中文摘要 时间差分学习（TD）是强化学习中估算价值函数的基本算法。近期对TD的有限时间分析通过线性函数近似量化了其理论收敛率。然而，它们通常需要使用与问题相关的变量来设置算法参数，这些量在实际中难以估计——例如特征协方差的最小特征值（\（\omega\））或底层马尔可夫链的混合时间（\（\tau_{\text{mix}}\））。此外，一些分析依赖于非标准且不切实际的修改，加剧了理论与实践之间的鸿沟。为解决这些限制，我们使用标准TD（0）算法的指数步长调度。我们将所得方法在两种抽样模式下分析：从平稳分布独立且同分布（i.i.d.）抽样，以及更实用的马尔可夫采样，沿着单一轨迹进行。在i.i.d.\场景下，所提算法无需了解如\（\omega\）等问题相关量，并在最后一次迭代中实现最优的偏置-方差权衡。在马尔可夫情境下，我们提出了一个具有指数步长排度的正则化TD（0）算法。最终算法实现了与之前作品相当的收敛率，无需投影、迭代平均，也无需了解 \（\tau_{\text{mix}}\）或 \（\omega\）

Heterogeneous Agent Collaborative Reinforcement Learning

异构代理协作强化学习

Authors: Zhixia Zhang, Zixuan Huang, Xin Xia, Deqing Wang, Fuzhen Zhuang, Shuai Ma, Ning Ding, Yaodong Yang, Jianxin Li, Yikun Ban
Subjects: Subjects: Machine Learning (cs.LG)
Arxiv link: https://arxiv.org/abs/2603.02604
Pdf link: https://arxiv.org/pdf/2603.02604
Abstract We introduce Heterogeneous Agent Collaborative Reinforcement Learning (HACRL), a new learning paradigm that addresses the inefficiencies of isolated on-policy optimization. HACRL enables collaborative optimization with independent execution: heterogeneous agents share verified rollouts during training to mutually improve, while operating independently at inference time. Unlike LLM-based multi-agent reinforcement learning (MARL), HACRL does not require coordinated deployment, and unlike on-/off-policy distillation, it enables bidirectional mutual learning among heterogeneous agents rather than one-directional teacher-to-student transfer. Building on this paradigm, we propose HACPO, a collaborative RL algorithm that enables principled rollout sharing to maximize sample utilization and cross-agent knowledge transfer. To mitigate capability discrepancies and policy distribution shifts, HACPO introduces four tailored mechanisms with theoretical guarantees on unbiased advantage estimation and optimization correctness. Extensive experiments across diverse heterogeneous model combinations and reasoning benchmarks show that HACPO consistently improves all participating agents, outperforming GSPO by an average of 3.3\% while using only half the rollout cost.
中文摘要 我们介绍异构代理协作强化学习（HACRL），这是一种新的学习范式，旨在解决孤立的策略优化的低效问题。HACRL实现了协作优化，实现了独立执行：异构代理在训练过程中共享经过验证的部署以相互改进，同时在推理时独立运行。与基于LLM的多智能体强化学习（MARL）不同，HACRL不需要协调部署，且与开/关策略提纯不同，它支持异构代理之间的双向互学习，而非单向教师与学生的转移。基于这一范式，我们提出了HACPO，一种协作强化学习算法，能够实现有原则的推广共享，以最大化样本利用率和跨智能体知识转移。为缓解能力差异和策略分布变化，HACPO引入了四种量身定制的机制，理论上保证无偏优势估计和优化正确性。在多种异构模型组合和推理基准中的广泛实验表明，HACPO持续提升所有参与代理，平均比GSPO高出3.3%的表现，且仅使用了一半的推广成本。

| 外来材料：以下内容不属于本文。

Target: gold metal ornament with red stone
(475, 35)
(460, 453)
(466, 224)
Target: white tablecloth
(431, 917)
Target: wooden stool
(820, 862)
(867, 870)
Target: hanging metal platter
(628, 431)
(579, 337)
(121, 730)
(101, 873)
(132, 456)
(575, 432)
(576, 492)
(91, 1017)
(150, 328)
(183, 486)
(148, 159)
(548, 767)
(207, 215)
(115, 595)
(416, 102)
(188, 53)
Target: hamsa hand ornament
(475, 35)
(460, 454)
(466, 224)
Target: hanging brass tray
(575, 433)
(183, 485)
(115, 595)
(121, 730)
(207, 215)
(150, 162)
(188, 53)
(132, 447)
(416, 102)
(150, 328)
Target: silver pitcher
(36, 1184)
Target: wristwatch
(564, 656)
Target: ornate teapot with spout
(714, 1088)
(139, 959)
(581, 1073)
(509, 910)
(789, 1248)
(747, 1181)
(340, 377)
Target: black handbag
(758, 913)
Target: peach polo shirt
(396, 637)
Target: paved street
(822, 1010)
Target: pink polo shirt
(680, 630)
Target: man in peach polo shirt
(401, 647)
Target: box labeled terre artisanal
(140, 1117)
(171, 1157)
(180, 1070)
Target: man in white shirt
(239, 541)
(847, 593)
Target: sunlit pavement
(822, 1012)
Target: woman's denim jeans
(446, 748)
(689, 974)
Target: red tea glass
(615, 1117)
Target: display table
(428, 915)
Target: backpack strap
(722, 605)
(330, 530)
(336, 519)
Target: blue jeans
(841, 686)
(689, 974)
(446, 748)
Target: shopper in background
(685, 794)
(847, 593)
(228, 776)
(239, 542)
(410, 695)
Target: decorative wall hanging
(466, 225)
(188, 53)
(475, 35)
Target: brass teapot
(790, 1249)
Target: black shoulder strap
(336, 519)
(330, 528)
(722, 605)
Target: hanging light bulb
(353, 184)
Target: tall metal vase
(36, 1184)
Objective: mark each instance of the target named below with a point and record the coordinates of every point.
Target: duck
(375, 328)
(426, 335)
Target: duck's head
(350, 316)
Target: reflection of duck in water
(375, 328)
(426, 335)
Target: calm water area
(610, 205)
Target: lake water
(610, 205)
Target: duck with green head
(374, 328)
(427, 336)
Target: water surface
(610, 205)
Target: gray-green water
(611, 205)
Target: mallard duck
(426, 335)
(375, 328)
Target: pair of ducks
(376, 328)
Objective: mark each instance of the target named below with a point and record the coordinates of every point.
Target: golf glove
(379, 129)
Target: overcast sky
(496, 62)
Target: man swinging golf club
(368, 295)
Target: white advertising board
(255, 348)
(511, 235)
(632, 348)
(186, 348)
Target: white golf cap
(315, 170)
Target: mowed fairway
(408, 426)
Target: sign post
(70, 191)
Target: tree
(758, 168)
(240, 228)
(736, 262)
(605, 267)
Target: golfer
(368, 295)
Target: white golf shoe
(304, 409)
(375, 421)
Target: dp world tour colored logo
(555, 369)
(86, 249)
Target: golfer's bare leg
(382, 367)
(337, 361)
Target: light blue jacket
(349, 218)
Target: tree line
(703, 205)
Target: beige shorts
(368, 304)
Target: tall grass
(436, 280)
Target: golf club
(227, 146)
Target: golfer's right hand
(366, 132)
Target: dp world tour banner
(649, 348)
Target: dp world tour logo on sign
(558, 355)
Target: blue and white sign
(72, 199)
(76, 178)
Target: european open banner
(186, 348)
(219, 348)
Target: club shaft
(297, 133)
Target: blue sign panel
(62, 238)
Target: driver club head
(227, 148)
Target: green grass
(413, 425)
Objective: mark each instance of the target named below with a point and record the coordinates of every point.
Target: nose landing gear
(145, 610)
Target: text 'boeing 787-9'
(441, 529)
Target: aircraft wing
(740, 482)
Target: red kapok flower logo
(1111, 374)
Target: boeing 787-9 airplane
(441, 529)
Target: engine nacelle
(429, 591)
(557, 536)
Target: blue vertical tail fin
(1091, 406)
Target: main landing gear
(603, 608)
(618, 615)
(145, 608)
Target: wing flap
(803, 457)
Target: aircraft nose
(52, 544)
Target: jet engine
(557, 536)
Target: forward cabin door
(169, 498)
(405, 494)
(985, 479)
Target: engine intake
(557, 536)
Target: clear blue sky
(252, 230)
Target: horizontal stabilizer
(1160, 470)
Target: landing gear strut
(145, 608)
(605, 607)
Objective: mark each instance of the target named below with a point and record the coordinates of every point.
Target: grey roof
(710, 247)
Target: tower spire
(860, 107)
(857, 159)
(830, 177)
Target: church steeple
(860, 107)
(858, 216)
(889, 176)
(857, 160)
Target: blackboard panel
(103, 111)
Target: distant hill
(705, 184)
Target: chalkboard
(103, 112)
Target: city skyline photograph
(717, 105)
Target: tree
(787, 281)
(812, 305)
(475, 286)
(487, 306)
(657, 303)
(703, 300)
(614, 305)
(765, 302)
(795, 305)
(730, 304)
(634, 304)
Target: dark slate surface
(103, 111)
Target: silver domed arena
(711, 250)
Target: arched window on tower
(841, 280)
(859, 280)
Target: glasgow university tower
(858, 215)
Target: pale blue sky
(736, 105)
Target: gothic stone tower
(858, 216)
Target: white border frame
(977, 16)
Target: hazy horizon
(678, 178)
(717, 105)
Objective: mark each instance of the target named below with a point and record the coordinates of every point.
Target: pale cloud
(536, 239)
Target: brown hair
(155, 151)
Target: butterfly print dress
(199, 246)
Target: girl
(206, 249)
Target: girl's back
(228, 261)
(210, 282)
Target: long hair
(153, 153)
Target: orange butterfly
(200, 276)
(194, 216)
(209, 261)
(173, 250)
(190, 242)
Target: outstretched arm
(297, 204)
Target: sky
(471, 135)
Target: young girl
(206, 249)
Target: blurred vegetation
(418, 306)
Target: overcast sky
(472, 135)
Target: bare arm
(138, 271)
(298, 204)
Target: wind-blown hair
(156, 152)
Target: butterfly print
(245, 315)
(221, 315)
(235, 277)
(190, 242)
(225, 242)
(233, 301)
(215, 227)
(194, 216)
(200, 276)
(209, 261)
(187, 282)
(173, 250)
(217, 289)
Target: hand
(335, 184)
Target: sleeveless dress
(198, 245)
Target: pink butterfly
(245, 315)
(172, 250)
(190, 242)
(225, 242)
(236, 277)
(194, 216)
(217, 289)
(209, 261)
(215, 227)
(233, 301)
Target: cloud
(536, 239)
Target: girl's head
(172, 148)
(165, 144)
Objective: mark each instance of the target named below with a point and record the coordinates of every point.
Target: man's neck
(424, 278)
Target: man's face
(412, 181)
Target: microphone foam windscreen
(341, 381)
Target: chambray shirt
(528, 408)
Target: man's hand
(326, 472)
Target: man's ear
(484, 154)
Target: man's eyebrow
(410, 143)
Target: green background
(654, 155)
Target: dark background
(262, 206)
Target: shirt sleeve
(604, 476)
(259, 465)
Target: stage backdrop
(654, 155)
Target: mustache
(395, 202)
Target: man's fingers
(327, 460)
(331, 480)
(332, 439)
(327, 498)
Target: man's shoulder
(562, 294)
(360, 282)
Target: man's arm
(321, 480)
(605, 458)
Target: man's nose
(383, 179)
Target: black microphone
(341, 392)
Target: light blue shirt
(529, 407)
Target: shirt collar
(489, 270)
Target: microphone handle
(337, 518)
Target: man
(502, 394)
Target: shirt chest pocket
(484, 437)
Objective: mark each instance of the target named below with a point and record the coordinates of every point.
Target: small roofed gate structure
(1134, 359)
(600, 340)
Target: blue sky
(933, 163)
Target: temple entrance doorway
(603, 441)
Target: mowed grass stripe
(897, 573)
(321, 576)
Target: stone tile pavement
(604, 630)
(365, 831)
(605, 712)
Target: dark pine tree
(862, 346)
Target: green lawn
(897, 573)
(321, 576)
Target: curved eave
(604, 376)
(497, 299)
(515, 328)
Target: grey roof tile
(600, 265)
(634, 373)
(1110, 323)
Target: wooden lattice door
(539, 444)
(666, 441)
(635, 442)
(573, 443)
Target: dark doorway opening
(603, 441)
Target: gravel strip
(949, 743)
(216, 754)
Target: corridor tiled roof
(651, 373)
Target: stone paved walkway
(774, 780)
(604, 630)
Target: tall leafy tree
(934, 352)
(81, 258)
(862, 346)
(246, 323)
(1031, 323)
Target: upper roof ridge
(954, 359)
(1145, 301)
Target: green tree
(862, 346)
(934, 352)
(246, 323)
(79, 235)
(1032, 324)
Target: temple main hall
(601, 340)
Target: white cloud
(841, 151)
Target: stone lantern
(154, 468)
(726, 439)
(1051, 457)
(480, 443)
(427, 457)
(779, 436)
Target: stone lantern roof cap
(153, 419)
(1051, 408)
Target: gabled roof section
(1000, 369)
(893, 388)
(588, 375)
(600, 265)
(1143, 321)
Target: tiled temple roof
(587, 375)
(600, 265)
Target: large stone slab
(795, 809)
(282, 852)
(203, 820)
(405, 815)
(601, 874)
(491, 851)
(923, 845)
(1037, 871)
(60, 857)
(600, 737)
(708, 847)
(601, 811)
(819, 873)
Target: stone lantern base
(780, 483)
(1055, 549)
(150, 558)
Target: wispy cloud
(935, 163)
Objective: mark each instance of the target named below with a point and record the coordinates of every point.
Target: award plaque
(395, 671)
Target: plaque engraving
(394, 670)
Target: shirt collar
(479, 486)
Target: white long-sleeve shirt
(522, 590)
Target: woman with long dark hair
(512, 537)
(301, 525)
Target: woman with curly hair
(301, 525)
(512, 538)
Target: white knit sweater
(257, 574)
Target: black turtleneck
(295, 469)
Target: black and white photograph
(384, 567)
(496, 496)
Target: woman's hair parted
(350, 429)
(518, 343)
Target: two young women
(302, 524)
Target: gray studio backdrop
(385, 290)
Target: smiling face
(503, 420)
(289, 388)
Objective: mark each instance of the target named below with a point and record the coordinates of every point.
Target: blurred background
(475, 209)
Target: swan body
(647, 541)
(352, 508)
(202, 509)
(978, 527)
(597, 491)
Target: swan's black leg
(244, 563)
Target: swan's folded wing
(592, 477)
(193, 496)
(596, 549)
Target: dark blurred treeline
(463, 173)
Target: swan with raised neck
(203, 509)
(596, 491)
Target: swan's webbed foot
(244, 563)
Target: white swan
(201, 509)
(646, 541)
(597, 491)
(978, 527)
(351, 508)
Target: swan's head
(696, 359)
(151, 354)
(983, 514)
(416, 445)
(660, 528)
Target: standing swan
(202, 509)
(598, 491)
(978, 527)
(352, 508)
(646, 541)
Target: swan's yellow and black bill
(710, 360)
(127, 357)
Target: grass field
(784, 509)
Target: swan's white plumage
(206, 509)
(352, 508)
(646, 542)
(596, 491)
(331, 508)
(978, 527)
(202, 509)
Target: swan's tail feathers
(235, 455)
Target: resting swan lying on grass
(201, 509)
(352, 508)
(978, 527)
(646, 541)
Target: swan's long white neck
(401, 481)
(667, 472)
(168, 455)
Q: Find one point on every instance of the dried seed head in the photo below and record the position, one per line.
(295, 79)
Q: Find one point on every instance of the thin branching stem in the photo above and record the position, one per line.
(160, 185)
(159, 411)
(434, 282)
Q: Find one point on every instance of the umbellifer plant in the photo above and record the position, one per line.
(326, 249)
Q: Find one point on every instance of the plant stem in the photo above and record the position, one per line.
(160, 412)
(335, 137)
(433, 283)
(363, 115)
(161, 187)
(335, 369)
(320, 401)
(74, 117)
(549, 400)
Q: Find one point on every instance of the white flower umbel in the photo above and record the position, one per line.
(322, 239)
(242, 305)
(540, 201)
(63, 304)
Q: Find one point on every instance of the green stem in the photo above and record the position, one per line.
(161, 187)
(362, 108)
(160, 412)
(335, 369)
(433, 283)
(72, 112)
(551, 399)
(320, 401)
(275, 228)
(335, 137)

Real-Time Generative Policy via Langevin-Guided Flow Matching for Autonomous Driving

通过朗之万引导流量匹配实现自动驾驶的实时生成策略

Authors: Tianze Zhu, Yinuo Wang, Wenjun Zou, Tianyi Zhang, Likun Wang, Letian Tao, Feihong Zhang, Yao Lyu, Shengbo Eben Li
Subjects: Subjects: Machine Learning (cs.LG); Robotics (cs.RO)
Arxiv link: https://arxiv.org/abs/2603.02613
Pdf link: https://arxiv.org/pdf/2603.02613
Abstract Reinforcement learning (RL) is a fundamental methodology in autonomous driving systems, where generative policies exhibit considerable potential by leveraging their ability to model complex distributions to enhance exploration. However, their inherent high inference latency severely impedes their deployment in real-time decision-making and control. To address this issue, we propose diffusion actor-critic with entropy regulator via flow matching (DACER-F) by introducing flow matching into online RL, enabling the generation of competitive actions in a single inference step. By leveraging Langevin dynamics and gradients of the Q-function, DACER-F dynamically optimizes actions from experience replay toward a target distribution that balances high Q-value information with exploratory behavior. The flow policy is then trained to efficiently learn a mapping from a simple prior distribution to this dynamic target. In complex multi-lane and intersection simulations, DACER-F outperforms baselines diffusion actor-critic with entropy regulator (DACER) and distributional soft actor-critic (DSAC), while maintaining an ultra-low inference latency. DACER-F further demonstrates its scalability on standard RL benchmark DeepMind Control Suite (DMC), achieving a score of 775.8 in the humanoid-stand task and surpassing prior methods. Collectively, these results establish DACER-F as a high-performance and computationally efficient RL algorithm.
中文摘要 强化学习（RL）是自动驾驶系统中的一种基础方法论，生成策略通过利用其对复杂分布建模的能力，展现出巨大的潜力，以增强探索能力。然而，其固有的高推理延迟严重阻碍了其在实时决策和控制中的部署。为解决这一问题，我们提出了通过流匹配（DACER-F）实现的扩散演员-批判者与熵调节，通过在线强化学习引入流匹配，使在单一推理步骤内生成竞争动作成为可能。通过利用朗之文动力学和Q函数梯度，DACER-F动态优化了从经验回放中到平衡高Q值信息与探索行为的目标分布。随后，流策略被训练以高效地从简单的先验分布到该动态目标的映射。在复杂的多车道和交叉模拟中，DACER-F 优于带有熵调节器（DACER）和分布软演员-批判者（DSAC）的基线扩散演员-批判者，同时保持超低推理延迟。DACER-F在标准强化学习基准测试DeepMind控制套件（DMC）上进一步展示了其可扩展性，在类人模型任务中得分为775.8，超越了以往方法。综合来看，这些结果确立了DACER-F作为一种高性能且计算高效的强化学习算法。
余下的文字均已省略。